Johnson was back in Chicago by the early '80s. He rallied briefly with "Ms. Fine Brown Frame," a 1983 marriage of disco and blues that recalled the Rolling Stones' "Miss You" (not altogether a coincidence, since Chicago harpist Sugar Blue played hard on both songs). The single was graced, if that is the word, by a sleeve shot of a swimsuited black woman on her hands and knees and the legend "Erect Records." Johnson actually issued "Frame" on his own Shama label and then sold it to Boardwalk, a company which went belly up moments later. For whatever reason, the single and album of the same name stiffed. That's when he took a long look at the music business, and thought: fish.

"I was the first black man to own a building, a storefront business, downtown in the Chicago Loop," he says. "I was the second black man in the country to have a franchise business. We had Solomon's Fishery in Chicago, Indiana, and one in Atlanta that got burned down when the Rodney King verdict came through."

Johnson says he hated rap music in the late 1980s, but his attitude changed when he heard "Different Strokes" being sampled. "Because, what does it tell me?" he says. "'Okay, Pops, your music was great, we got to take it into the year 2000'--even if I die tomorrow. Rap music is great. Young white kids love it, and they're using all the old music again."

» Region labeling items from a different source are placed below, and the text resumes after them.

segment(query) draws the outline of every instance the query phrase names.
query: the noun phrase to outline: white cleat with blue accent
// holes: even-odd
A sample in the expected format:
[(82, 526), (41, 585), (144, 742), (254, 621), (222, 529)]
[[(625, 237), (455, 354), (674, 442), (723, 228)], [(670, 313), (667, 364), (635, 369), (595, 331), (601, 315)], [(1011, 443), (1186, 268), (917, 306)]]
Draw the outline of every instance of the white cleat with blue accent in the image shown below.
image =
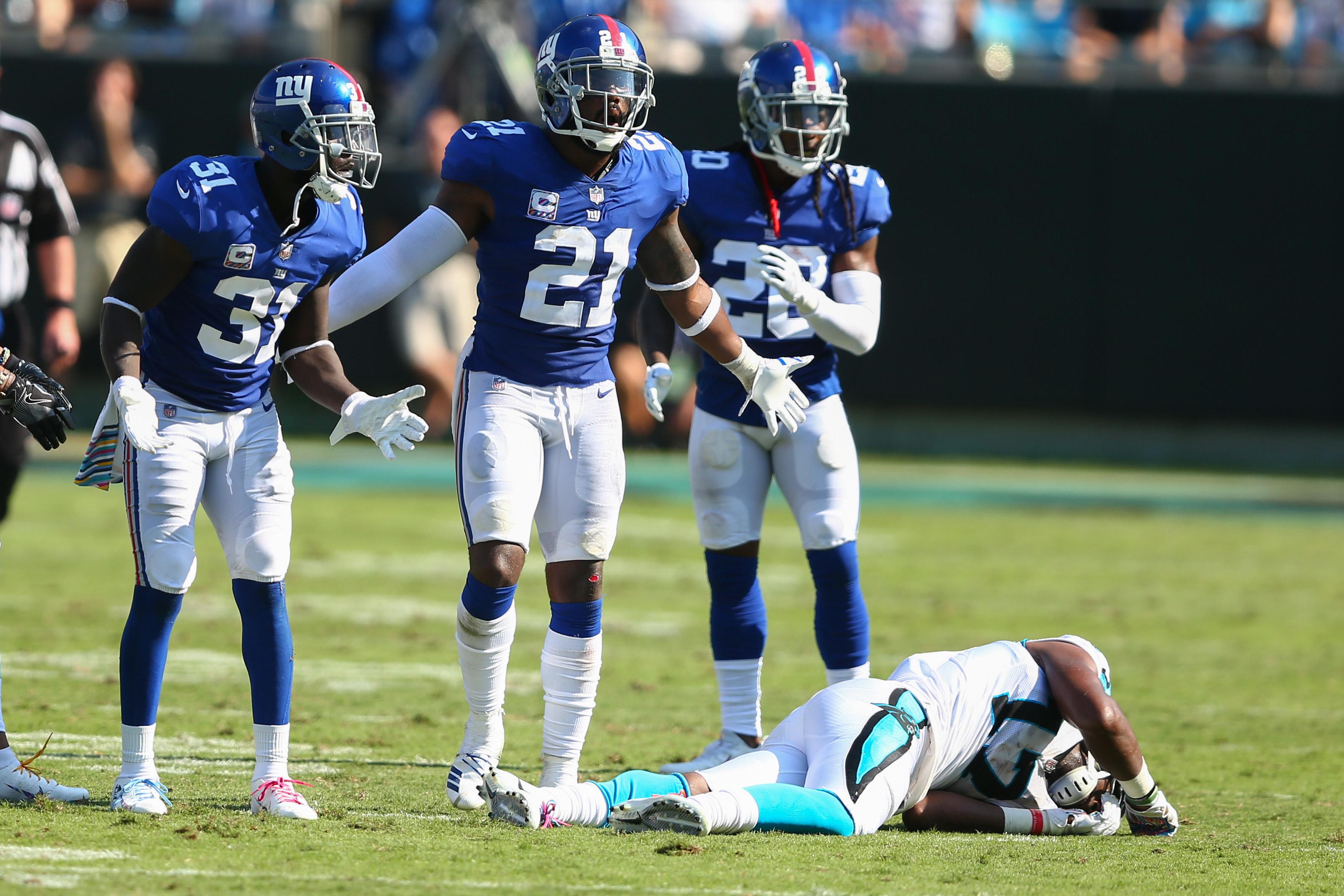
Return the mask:
[(118, 780), (112, 789), (112, 811), (130, 811), (137, 815), (167, 815), (168, 789), (153, 778)]
[(704, 809), (694, 799), (676, 795), (628, 799), (620, 806), (613, 806), (606, 821), (618, 834), (671, 830), (673, 834), (704, 837), (710, 833), (710, 819)]
[(460, 752), (448, 770), (448, 802), (456, 809), (481, 809), (485, 798), (481, 786), (495, 759), (474, 752)]
[(63, 803), (78, 803), (89, 799), (89, 791), (83, 787), (65, 787), (38, 774), (36, 768), (32, 767), (32, 760), (40, 756), (46, 747), (17, 766), (0, 771), (0, 802), (26, 803), (38, 797)]

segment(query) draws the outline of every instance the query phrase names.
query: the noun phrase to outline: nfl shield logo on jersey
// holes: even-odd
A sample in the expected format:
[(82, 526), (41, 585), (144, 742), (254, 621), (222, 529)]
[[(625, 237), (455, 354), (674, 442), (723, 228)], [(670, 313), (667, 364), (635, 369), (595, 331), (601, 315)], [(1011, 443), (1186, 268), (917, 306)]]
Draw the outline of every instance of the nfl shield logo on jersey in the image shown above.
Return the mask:
[(257, 246), (254, 243), (234, 243), (224, 253), (224, 267), (233, 267), (234, 270), (251, 270), (253, 258), (257, 257)]
[(546, 189), (534, 189), (532, 199), (527, 203), (527, 216), (538, 220), (555, 220), (555, 212), (560, 208), (560, 195)]

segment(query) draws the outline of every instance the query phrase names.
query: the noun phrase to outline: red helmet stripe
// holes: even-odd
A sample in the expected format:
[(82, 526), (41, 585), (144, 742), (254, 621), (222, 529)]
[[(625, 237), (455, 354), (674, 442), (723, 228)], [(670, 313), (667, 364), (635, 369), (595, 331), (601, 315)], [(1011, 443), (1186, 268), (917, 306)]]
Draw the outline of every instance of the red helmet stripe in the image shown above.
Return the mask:
[(332, 62), (331, 59), (323, 59), (323, 62), (331, 63), (332, 69), (349, 78), (349, 82), (355, 85), (355, 95), (351, 98), (358, 102), (364, 102), (364, 89), (359, 86), (358, 81), (355, 81), (355, 75), (345, 71), (345, 66), (340, 64), (339, 62)]
[[(802, 56), (802, 67), (808, 73), (808, 81), (816, 81), (817, 70), (816, 70), (816, 63), (812, 59), (812, 47), (809, 47), (802, 40), (794, 40), (793, 46), (798, 48), (798, 55)], [(816, 87), (813, 87), (813, 90), (816, 90)]]
[(601, 12), (597, 15), (597, 17), (601, 19), (602, 21), (605, 21), (606, 23), (606, 30), (612, 32), (612, 46), (613, 47), (622, 46), (622, 40), (621, 40), (621, 23), (617, 21), (616, 19), (613, 19), (612, 16), (602, 15)]

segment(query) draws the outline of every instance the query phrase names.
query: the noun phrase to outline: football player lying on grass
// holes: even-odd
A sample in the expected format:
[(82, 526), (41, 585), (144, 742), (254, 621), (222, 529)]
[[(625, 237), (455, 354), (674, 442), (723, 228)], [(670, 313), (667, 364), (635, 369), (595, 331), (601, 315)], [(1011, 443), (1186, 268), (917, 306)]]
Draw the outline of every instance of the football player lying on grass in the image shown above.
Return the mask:
[(761, 750), (700, 772), (534, 787), (495, 768), (481, 791), (493, 818), (523, 827), (628, 833), (871, 834), (898, 814), (1020, 834), (1110, 834), (1121, 814), (1134, 834), (1179, 826), (1110, 696), (1110, 664), (1077, 635), (915, 654), (890, 680), (831, 685)]

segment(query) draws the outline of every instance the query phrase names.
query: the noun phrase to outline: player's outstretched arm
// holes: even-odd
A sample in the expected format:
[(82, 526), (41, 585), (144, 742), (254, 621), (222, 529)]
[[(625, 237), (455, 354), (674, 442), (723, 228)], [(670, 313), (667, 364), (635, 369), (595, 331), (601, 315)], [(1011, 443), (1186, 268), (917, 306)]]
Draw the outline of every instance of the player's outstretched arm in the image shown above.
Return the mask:
[(808, 364), (812, 356), (761, 357), (732, 330), (719, 294), (700, 278), (695, 254), (677, 227), (676, 210), (644, 238), (640, 270), (681, 332), (742, 382), (747, 400), (761, 407), (770, 434), (780, 431), (780, 423), (790, 433), (797, 431), (808, 398), (789, 373)]
[(831, 269), (827, 296), (804, 278), (802, 269), (778, 246), (758, 246), (761, 277), (798, 309), (817, 336), (851, 355), (863, 355), (878, 343), (882, 321), (882, 277), (878, 275), (878, 238), (840, 253)]
[(1087, 652), (1067, 641), (1031, 641), (1027, 650), (1046, 673), (1060, 715), (1082, 732), (1097, 763), (1120, 780), (1130, 830), (1176, 833), (1180, 826), (1176, 809), (1148, 771), (1129, 719), (1106, 693)]
[(480, 187), (445, 180), (434, 204), (332, 285), (331, 330), (353, 324), (401, 296), (407, 286), (462, 251), (495, 214)]
[(280, 337), (280, 363), (304, 395), (340, 414), (332, 431), (336, 445), (352, 433), (363, 433), (378, 445), (388, 461), (394, 447), (413, 451), (429, 426), (407, 404), (425, 395), (423, 386), (411, 386), (392, 395), (372, 396), (345, 379), (336, 347), (327, 339), (329, 286), (314, 287), (286, 318)]
[(169, 439), (159, 434), (155, 399), (140, 383), (144, 313), (161, 302), (191, 266), (190, 249), (159, 227), (148, 227), (130, 246), (102, 300), (99, 349), (121, 431), (137, 450), (149, 454), (167, 447)]

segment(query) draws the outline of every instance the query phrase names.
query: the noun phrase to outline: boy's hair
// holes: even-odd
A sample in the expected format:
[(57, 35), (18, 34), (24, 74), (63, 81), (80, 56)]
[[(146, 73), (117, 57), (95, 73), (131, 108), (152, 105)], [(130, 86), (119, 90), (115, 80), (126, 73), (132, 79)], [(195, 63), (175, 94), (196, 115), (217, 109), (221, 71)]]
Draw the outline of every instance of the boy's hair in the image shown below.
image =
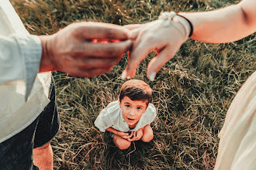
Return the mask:
[(121, 87), (119, 101), (125, 97), (132, 100), (144, 100), (147, 106), (151, 100), (152, 89), (145, 82), (139, 80), (130, 80), (125, 82)]

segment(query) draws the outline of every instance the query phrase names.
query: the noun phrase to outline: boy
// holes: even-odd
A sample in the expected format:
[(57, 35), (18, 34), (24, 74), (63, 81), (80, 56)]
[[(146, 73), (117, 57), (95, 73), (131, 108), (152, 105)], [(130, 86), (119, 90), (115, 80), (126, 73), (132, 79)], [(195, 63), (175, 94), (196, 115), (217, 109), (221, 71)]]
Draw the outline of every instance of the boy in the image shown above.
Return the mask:
[(150, 124), (156, 117), (156, 109), (150, 104), (152, 89), (145, 82), (130, 80), (120, 90), (119, 100), (111, 102), (99, 114), (95, 126), (102, 132), (111, 133), (115, 144), (127, 149), (131, 141), (153, 139)]

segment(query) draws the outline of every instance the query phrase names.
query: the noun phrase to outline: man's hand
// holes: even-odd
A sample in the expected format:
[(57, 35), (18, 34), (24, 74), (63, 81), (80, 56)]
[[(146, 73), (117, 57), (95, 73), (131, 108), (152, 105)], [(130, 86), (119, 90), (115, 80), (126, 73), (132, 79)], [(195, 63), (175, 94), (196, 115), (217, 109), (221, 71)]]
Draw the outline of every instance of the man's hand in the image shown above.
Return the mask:
[(130, 48), (127, 34), (128, 29), (112, 24), (78, 22), (52, 36), (41, 36), (40, 72), (59, 70), (79, 77), (105, 73)]

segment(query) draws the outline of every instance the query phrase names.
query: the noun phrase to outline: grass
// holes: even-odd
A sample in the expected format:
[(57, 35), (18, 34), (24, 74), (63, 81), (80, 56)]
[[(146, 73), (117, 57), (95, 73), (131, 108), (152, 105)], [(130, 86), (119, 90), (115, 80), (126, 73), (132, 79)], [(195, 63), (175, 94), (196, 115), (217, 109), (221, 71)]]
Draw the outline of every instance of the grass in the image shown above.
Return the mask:
[[(12, 0), (27, 30), (52, 34), (70, 23), (94, 21), (126, 25), (157, 19), (161, 11), (207, 11), (237, 3), (209, 0)], [(154, 81), (146, 68), (149, 54), (134, 78), (154, 90), (157, 117), (150, 143), (133, 142), (125, 151), (95, 126), (100, 110), (118, 99), (126, 55), (104, 75), (74, 78), (54, 73), (61, 119), (53, 140), (55, 169), (213, 169), (217, 137), (232, 99), (256, 70), (255, 34), (232, 43), (189, 39)]]

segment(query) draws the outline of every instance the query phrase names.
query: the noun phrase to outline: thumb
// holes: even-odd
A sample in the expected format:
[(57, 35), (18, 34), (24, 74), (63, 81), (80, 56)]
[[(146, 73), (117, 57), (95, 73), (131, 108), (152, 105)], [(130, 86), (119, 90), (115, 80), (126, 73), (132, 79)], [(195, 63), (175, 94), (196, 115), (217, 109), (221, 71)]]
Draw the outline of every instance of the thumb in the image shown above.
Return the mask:
[(166, 47), (161, 51), (158, 56), (151, 60), (147, 70), (147, 76), (150, 80), (153, 81), (154, 80), (157, 73), (169, 60), (174, 57), (175, 53), (176, 50)]

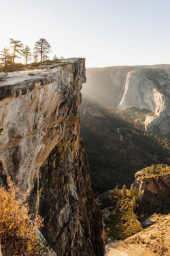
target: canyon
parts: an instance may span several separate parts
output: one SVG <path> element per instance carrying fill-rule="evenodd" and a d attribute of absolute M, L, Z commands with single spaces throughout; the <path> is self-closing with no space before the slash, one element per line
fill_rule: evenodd
<path fill-rule="evenodd" d="M 64 61 L 63 62 L 65 62 Z M 102 216 L 80 136 L 85 59 L 8 74 L 0 81 L 1 182 L 30 190 L 31 213 L 60 256 L 104 254 Z"/>
<path fill-rule="evenodd" d="M 169 136 L 170 69 L 169 65 L 87 69 L 85 96 L 125 110 L 147 110 L 145 130 Z"/>

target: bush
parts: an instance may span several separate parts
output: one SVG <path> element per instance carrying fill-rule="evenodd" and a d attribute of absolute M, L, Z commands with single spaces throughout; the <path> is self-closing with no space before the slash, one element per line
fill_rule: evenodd
<path fill-rule="evenodd" d="M 0 187 L 0 240 L 5 255 L 39 255 L 37 230 L 43 226 L 39 215 L 31 220 L 26 203 L 28 191 L 22 193 L 10 177 L 6 188 Z"/>

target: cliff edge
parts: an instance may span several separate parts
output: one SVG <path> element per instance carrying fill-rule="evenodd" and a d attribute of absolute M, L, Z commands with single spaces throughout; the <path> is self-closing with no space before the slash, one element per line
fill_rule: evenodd
<path fill-rule="evenodd" d="M 0 81 L 1 177 L 30 189 L 31 211 L 44 218 L 41 232 L 57 255 L 102 256 L 102 217 L 80 137 L 85 59 L 52 68 Z"/>

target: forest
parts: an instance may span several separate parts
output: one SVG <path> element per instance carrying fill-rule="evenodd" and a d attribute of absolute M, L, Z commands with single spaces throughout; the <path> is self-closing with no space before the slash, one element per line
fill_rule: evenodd
<path fill-rule="evenodd" d="M 84 109 L 86 109 L 84 114 Z M 96 115 L 96 109 L 101 115 Z M 135 173 L 153 164 L 170 165 L 170 143 L 144 131 L 141 122 L 134 124 L 137 110 L 118 111 L 84 97 L 80 106 L 81 135 L 89 161 L 89 173 L 95 193 L 103 193 L 116 185 L 127 188 Z M 129 115 L 127 113 L 129 112 Z M 137 113 L 141 117 L 144 110 Z"/>

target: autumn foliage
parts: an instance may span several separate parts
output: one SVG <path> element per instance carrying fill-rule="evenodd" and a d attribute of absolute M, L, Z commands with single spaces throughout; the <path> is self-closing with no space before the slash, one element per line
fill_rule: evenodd
<path fill-rule="evenodd" d="M 0 187 L 0 240 L 3 253 L 8 256 L 39 255 L 37 229 L 43 220 L 33 219 L 26 203 L 28 191 L 22 193 L 10 177 L 7 188 Z"/>

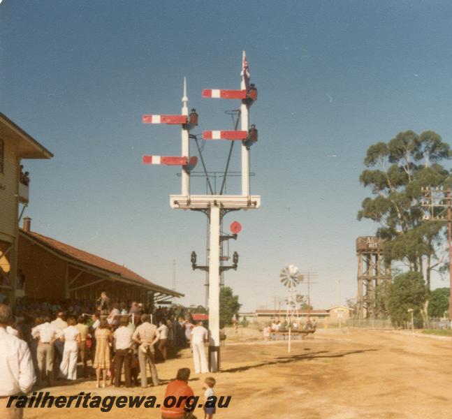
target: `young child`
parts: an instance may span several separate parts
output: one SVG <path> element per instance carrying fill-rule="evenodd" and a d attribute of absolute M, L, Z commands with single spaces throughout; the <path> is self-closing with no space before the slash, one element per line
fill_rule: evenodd
<path fill-rule="evenodd" d="M 266 325 L 264 326 L 263 330 L 263 340 L 268 341 L 270 339 L 270 332 L 272 331 L 272 328 L 270 325 Z"/>
<path fill-rule="evenodd" d="M 215 378 L 213 377 L 207 377 L 204 381 L 204 385 L 203 385 L 203 389 L 205 390 L 204 392 L 204 397 L 205 397 L 205 400 L 204 400 L 204 419 L 212 419 L 215 413 L 214 407 L 205 406 L 207 399 L 214 395 L 214 385 L 215 385 Z"/>

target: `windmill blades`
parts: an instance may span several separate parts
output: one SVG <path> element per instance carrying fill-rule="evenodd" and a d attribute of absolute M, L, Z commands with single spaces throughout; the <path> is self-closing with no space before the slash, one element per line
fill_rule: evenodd
<path fill-rule="evenodd" d="M 300 276 L 298 268 L 293 265 L 289 265 L 281 270 L 279 281 L 284 286 L 293 288 L 298 284 Z"/>

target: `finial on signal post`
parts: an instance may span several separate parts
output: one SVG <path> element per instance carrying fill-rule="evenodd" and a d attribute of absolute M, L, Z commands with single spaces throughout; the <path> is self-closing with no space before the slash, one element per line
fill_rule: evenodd
<path fill-rule="evenodd" d="M 189 115 L 189 98 L 187 96 L 187 78 L 184 78 L 184 96 L 182 96 L 182 115 Z"/>

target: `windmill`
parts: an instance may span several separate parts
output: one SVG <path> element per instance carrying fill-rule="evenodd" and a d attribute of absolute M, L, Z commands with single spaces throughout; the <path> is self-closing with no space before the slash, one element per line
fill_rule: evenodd
<path fill-rule="evenodd" d="M 295 321 L 298 323 L 298 300 L 297 298 L 296 286 L 303 280 L 303 276 L 300 273 L 298 268 L 289 265 L 283 268 L 279 273 L 279 281 L 287 287 L 289 295 L 286 300 L 287 310 L 286 311 L 286 323 L 289 328 L 289 347 L 288 352 L 291 351 L 291 341 L 292 327 Z"/>

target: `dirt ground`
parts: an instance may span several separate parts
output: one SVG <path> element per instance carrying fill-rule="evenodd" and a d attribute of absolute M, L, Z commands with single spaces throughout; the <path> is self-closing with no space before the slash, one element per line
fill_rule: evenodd
<path fill-rule="evenodd" d="M 216 374 L 217 395 L 231 395 L 228 409 L 214 418 L 317 419 L 355 418 L 423 419 L 452 417 L 452 344 L 449 340 L 400 332 L 319 330 L 312 339 L 296 341 L 287 352 L 284 342 L 249 341 L 240 335 L 221 353 L 222 372 Z M 233 341 L 234 340 L 236 341 Z M 242 340 L 242 341 L 240 341 Z M 159 364 L 163 383 L 156 388 L 96 389 L 94 381 L 50 389 L 55 395 L 91 392 L 92 396 L 155 395 L 163 399 L 166 383 L 182 367 L 192 367 L 189 350 Z M 203 376 L 190 385 L 202 395 Z M 195 414 L 204 418 L 201 409 Z M 156 409 L 113 409 L 108 413 L 85 409 L 29 409 L 25 419 L 160 418 Z"/>

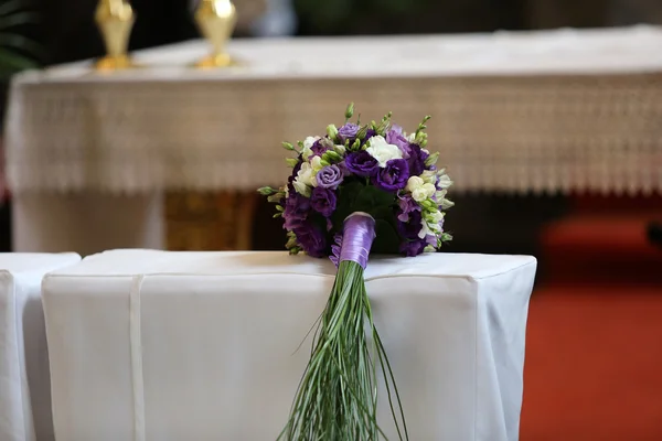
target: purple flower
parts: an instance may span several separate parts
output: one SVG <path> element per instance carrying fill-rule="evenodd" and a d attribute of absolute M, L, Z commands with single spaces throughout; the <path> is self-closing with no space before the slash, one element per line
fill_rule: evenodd
<path fill-rule="evenodd" d="M 413 176 L 418 176 L 423 174 L 423 171 L 425 170 L 425 160 L 429 154 L 424 152 L 418 144 L 409 144 L 409 159 L 407 160 L 409 172 Z"/>
<path fill-rule="evenodd" d="M 312 195 L 310 196 L 310 205 L 312 209 L 320 213 L 324 217 L 330 217 L 335 211 L 335 203 L 338 198 L 332 190 L 317 186 L 312 189 Z"/>
<path fill-rule="evenodd" d="M 397 205 L 402 211 L 402 213 L 397 215 L 397 219 L 401 222 L 408 222 L 409 213 L 415 211 L 420 212 L 420 205 L 418 205 L 410 195 L 401 196 L 397 201 Z"/>
<path fill-rule="evenodd" d="M 365 150 L 353 152 L 346 155 L 345 166 L 348 170 L 364 178 L 374 176 L 380 170 L 380 163 Z"/>
<path fill-rule="evenodd" d="M 407 165 L 407 161 L 404 159 L 392 159 L 373 178 L 373 183 L 377 189 L 386 192 L 397 192 L 407 186 L 408 179 L 409 165 Z"/>
<path fill-rule="evenodd" d="M 317 174 L 318 185 L 322 189 L 338 189 L 342 183 L 342 171 L 338 165 L 327 165 Z"/>
<path fill-rule="evenodd" d="M 310 209 L 310 200 L 291 191 L 289 197 L 285 201 L 285 212 L 282 213 L 285 224 L 282 227 L 293 230 L 308 218 Z"/>
<path fill-rule="evenodd" d="M 409 222 L 398 222 L 397 230 L 404 239 L 418 240 L 418 233 L 423 228 L 423 215 L 420 212 L 410 212 Z"/>
<path fill-rule="evenodd" d="M 301 224 L 296 228 L 297 240 L 303 250 L 311 257 L 324 257 L 327 250 L 327 236 L 324 232 L 310 222 Z"/>
<path fill-rule="evenodd" d="M 409 158 L 412 149 L 409 148 L 409 141 L 403 135 L 403 128 L 396 125 L 393 125 L 391 130 L 386 133 L 386 142 L 393 146 L 397 146 L 403 151 L 403 157 L 405 159 Z"/>
<path fill-rule="evenodd" d="M 361 127 L 359 125 L 352 122 L 348 122 L 338 129 L 338 137 L 340 138 L 341 143 L 344 144 L 348 140 L 353 142 L 360 129 Z"/>
<path fill-rule="evenodd" d="M 310 150 L 312 151 L 312 154 L 316 157 L 321 157 L 322 154 L 324 154 L 324 152 L 327 150 L 329 150 L 325 146 L 324 142 L 322 141 L 322 139 L 318 139 L 317 141 L 314 141 L 314 143 L 312 144 L 312 147 L 310 148 Z"/>

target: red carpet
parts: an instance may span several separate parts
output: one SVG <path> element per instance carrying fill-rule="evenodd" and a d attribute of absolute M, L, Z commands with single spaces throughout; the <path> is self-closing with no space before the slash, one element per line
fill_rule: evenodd
<path fill-rule="evenodd" d="M 579 206 L 542 237 L 521 440 L 662 440 L 662 250 L 645 239 L 662 203 Z"/>

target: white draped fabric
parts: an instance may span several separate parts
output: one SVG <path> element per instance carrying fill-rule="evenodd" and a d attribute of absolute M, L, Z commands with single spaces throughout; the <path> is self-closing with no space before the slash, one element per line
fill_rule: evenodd
<path fill-rule="evenodd" d="M 388 110 L 426 114 L 457 191 L 661 191 L 662 30 L 243 40 L 200 72 L 189 42 L 111 75 L 78 63 L 19 75 L 7 119 L 14 193 L 253 190 L 281 140 Z"/>
<path fill-rule="evenodd" d="M 517 439 L 535 268 L 523 256 L 371 260 L 412 440 Z M 285 252 L 116 250 L 49 275 L 57 439 L 276 439 L 334 273 Z"/>
<path fill-rule="evenodd" d="M 0 440 L 54 441 L 41 281 L 75 254 L 0 254 Z"/>

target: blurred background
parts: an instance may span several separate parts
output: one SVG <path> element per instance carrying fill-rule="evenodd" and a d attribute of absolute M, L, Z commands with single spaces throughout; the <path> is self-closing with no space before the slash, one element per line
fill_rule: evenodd
<path fill-rule="evenodd" d="M 3 8 L 14 3 L 0 0 L 0 18 Z M 235 39 L 662 24 L 660 0 L 235 3 L 244 11 Z M 131 4 L 139 18 L 131 51 L 199 37 L 188 0 L 132 0 Z M 104 54 L 93 20 L 96 6 L 94 0 L 22 1 L 30 18 L 9 24 L 15 37 L 28 37 L 36 45 L 19 44 L 15 57 L 1 64 L 0 103 L 6 103 L 13 73 Z M 8 25 L 7 20 L 0 23 Z M 662 131 L 658 133 L 662 137 Z M 452 176 L 453 164 L 448 165 Z M 12 197 L 4 193 L 0 249 L 10 251 Z M 446 225 L 455 240 L 447 251 L 538 258 L 521 439 L 662 440 L 662 246 L 655 244 L 655 225 L 662 222 L 661 195 L 469 192 L 451 198 L 457 206 Z M 282 248 L 285 235 L 280 222 L 271 220 L 271 208 L 263 202 L 255 207 L 254 249 Z M 188 214 L 186 222 L 197 220 L 194 213 Z"/>

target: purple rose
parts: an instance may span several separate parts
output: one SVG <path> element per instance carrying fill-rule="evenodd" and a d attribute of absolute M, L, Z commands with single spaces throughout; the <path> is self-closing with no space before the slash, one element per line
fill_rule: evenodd
<path fill-rule="evenodd" d="M 327 165 L 317 174 L 318 185 L 322 189 L 338 189 L 342 183 L 343 173 L 338 165 Z"/>
<path fill-rule="evenodd" d="M 310 209 L 310 200 L 308 197 L 301 196 L 297 192 L 290 192 L 289 197 L 285 201 L 285 212 L 282 213 L 285 223 L 282 227 L 293 230 L 308 218 Z"/>
<path fill-rule="evenodd" d="M 412 198 L 410 195 L 399 197 L 397 201 L 397 205 L 402 211 L 402 213 L 397 215 L 397 219 L 401 222 L 408 222 L 409 213 L 416 211 L 420 212 L 420 205 L 418 205 L 416 201 Z"/>
<path fill-rule="evenodd" d="M 409 222 L 397 223 L 397 230 L 405 239 L 418 240 L 418 233 L 420 233 L 420 228 L 423 228 L 421 222 L 423 215 L 420 212 L 412 212 L 409 213 Z"/>
<path fill-rule="evenodd" d="M 317 186 L 312 189 L 312 195 L 310 196 L 310 205 L 312 209 L 320 213 L 324 217 L 330 217 L 335 211 L 335 203 L 338 198 L 333 190 L 323 189 Z"/>
<path fill-rule="evenodd" d="M 350 142 L 353 142 L 360 129 L 361 127 L 359 125 L 352 122 L 345 123 L 340 129 L 338 129 L 338 137 L 340 138 L 340 142 L 343 144 L 348 140 Z"/>
<path fill-rule="evenodd" d="M 348 170 L 363 178 L 374 176 L 380 170 L 380 163 L 365 150 L 353 152 L 346 155 L 345 166 Z"/>
<path fill-rule="evenodd" d="M 297 240 L 301 244 L 303 251 L 311 257 L 324 257 L 327 250 L 327 236 L 324 232 L 310 222 L 301 224 L 296 228 Z"/>
<path fill-rule="evenodd" d="M 393 125 L 391 130 L 386 133 L 386 142 L 393 146 L 397 146 L 403 151 L 403 158 L 408 159 L 410 154 L 409 141 L 403 135 L 403 128 Z"/>
<path fill-rule="evenodd" d="M 419 176 L 425 170 L 425 160 L 428 159 L 429 154 L 424 152 L 418 144 L 410 144 L 409 148 L 409 159 L 407 160 L 409 172 L 413 176 Z"/>
<path fill-rule="evenodd" d="M 407 161 L 404 159 L 392 159 L 373 178 L 373 183 L 377 189 L 386 192 L 397 192 L 407 186 L 408 179 L 409 165 Z"/>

In 1993, Johnson returned to the recording studio, using the Hodges Brothers and his daughter, Syleena Thompson, to cover some old Hi ground. The resulting album, Back in the Game (Delmark), was a surprisingly solid, soulful collection. On most of the cuts, Johnson sounds like a man who hasn't been away for more than a week--his voice is still high, burred and supple.

"I'm even better now," he says. "I know how to do it better: I get my rest, I don't smoke, I don't drink, I don't do drugs, I don't chase women, and I don't chase men. . . . My soul is coming out much better now, because there's no pressure no more. I've got to have money, but I've got the rap stuff and I'm not looking to make a killing."

There's a Zen message in all of this, perhaps: Now, when Johnson has ostensibly renounced striving, there's a flurry of activity around him the likes of which he hasn't seen in more than two decades. He recently played the opening night of the Chicago branch of the nightclub chain House of Blues. On the just-released tribute album Songs of Janis Joplin: Blues Down Deep (House of Blues), he covers Kris Kristofferson's "Me and Bobby McGee." And on the forthcoming Blues Brothers album, he joins Jim Belushi and Dan Aykroyd with his new composition "Groove With Me Tonight."

"I'm playing for whites," he says. "I never played for them that much before; it was always the chitlin' circuit. It's like, if you got a 1965 Buick and the car's sitting in the garage, and an old guy just drives it now and then to loosen it up--that car is better than a 1997 Buick. The metal was harder, if it's been maintained.

"My father used to have these hunting dogs; he'd tie 'em up for two days before he went hunting, and they'd be full of fire. I'm that hunting dog. Don't you ever think I didn't have it hard. I lost everything, but--I say this to my ex-wife--how do you like me now? I got a new life."

Syl Johnson is scheduled to perform on Wednesday, May 14, at the Rhythm Room. Showtime is 9 p.m.